Known risk factors for primary SICH include (1):

  • a- HBP: This is the single most important RF, especially in smokers (5). The risk correlates with the severity of hypertension. A good blood pressure control can decrease this risk (21).
  • b- Alcohol consumption increases the risk of primary SICH by inducing changes in brain vasculature and disrupting hemostasis (25).
  • c- Other RFs are more anecdotal and include: diabetes mellitus, factor ΧIII mutation, the presence of ε2 and ε4 alleles of the apolopoprotein E gene (1,7,34).

 3 - Anatomopathology

 a- Causal lesions

Two types of lesions account for the rupture of small cerebral vessels and are both secondary to chronic hypertension: hypertensive angiopathy and amyloid angiopathy.

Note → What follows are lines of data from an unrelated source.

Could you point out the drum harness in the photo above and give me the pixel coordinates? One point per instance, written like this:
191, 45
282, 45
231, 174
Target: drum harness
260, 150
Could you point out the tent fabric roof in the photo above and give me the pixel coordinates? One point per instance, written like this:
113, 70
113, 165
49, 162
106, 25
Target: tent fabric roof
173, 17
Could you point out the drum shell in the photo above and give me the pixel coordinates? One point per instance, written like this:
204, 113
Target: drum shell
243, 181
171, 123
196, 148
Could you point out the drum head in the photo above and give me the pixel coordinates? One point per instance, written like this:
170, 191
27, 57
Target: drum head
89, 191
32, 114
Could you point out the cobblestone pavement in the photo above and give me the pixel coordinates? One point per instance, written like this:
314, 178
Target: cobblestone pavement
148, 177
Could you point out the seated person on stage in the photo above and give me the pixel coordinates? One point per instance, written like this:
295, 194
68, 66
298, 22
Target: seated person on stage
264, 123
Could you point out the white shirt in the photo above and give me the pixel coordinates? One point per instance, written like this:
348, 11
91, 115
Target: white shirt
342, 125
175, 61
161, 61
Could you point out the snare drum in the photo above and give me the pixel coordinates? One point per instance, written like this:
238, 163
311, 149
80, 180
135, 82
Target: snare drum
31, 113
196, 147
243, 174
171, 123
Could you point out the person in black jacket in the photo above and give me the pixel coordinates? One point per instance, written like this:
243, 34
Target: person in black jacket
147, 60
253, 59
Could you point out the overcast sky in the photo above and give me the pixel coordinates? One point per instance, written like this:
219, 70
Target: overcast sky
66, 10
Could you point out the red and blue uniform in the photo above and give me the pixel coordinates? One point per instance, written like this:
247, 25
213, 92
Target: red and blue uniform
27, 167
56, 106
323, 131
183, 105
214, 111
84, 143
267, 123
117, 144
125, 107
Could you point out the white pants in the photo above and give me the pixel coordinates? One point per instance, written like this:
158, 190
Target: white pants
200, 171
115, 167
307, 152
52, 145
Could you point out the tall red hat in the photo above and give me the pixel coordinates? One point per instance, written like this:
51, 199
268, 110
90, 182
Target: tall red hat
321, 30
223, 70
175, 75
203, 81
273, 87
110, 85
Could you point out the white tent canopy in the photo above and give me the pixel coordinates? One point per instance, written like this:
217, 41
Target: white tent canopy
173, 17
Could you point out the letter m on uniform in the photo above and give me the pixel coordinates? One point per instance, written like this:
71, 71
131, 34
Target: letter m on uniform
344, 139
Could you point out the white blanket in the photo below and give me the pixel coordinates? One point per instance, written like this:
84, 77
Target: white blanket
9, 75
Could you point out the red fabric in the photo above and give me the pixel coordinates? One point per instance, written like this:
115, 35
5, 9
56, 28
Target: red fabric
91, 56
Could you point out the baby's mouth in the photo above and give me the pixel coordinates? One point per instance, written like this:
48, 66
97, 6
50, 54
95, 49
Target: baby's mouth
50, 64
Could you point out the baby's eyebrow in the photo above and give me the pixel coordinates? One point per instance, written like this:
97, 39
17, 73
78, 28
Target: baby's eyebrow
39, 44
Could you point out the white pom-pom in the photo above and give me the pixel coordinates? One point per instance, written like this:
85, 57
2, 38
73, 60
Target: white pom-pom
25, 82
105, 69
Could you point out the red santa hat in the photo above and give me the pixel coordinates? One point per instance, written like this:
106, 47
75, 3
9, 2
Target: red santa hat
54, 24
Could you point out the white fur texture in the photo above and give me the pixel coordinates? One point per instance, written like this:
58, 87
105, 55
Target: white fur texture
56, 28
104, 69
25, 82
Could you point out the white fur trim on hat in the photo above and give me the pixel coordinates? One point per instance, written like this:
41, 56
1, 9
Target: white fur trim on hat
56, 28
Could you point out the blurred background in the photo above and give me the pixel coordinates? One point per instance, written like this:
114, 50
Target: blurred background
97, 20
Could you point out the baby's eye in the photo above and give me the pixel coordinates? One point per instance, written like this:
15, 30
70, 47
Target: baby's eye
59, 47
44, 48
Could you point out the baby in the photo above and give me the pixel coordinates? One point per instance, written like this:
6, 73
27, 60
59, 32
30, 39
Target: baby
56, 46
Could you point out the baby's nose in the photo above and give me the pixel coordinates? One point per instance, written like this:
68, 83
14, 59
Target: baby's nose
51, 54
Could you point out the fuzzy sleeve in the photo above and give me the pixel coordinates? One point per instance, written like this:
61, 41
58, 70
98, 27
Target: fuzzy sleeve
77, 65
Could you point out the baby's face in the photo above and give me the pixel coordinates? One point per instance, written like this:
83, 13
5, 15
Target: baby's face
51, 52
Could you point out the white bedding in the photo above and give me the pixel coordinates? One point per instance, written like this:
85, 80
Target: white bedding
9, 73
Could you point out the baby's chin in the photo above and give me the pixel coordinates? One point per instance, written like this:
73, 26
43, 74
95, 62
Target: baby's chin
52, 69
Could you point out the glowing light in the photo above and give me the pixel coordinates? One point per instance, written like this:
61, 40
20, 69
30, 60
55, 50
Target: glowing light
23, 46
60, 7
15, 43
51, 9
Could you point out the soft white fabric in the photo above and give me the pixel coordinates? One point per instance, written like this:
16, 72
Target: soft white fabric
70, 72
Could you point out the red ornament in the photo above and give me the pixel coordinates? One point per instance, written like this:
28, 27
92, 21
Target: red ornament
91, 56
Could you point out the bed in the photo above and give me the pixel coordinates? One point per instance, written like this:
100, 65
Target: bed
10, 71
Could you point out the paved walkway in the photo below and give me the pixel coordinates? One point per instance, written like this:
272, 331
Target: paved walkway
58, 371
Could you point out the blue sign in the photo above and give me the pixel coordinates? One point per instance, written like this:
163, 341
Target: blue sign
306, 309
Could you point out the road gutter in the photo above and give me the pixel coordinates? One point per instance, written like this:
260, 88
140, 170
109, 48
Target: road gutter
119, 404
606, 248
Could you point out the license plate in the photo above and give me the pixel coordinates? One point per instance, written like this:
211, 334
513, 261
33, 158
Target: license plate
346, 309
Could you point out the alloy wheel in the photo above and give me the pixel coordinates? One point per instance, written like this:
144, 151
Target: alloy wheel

  • Hypertensive angiopathy: chronic hypertension induces a reduction in arterial compliance. These vessels which are more rigid, will therefore have a decreased tolerance to potential spurts in blood pressure, thus a tendency to rupture. This phenomenon is observed mainly in small perforating arteries (50-700 μm in diameter) as reflected in the topographic distribution of the hematoma (see Anatomy) (42). There are often several sites of rupture, characterized by a breach in the elastic layer, atrophy of smooth muscle and cellular degeneration. This is often associated with atherosclerotic lesions. Historically in 1868, Charcot and Bouchard attributed the vascular rupture to the presence of micro aneurysms (called Charcot-Bouchard microaneurysms). However, electron microscopic studies have actually shown that these lesions are sub-adventitial hemorrhages, outdating the concept of microaneurysms (10,42).
  • Amyloid angiopathy: it is characterized by the presence of β-amyloid deposits in small and medium size arteries, thus inducing degenerative lesions of the arterial wall. These lesions are mainly located in the cortical leptomeningeal arteries and the cerebellum, hence explaining the topographic predilection of the hematoma at these sites.

 b-The hematoma

The blood usually clots within the cleavage planes of the white matter, with a relatively limited neuronal destruction. However, under the influence of different toxins released in-situ, peri-lesional edema, neuronal damage and infiltration by macrophages and neutrophils occurs (32).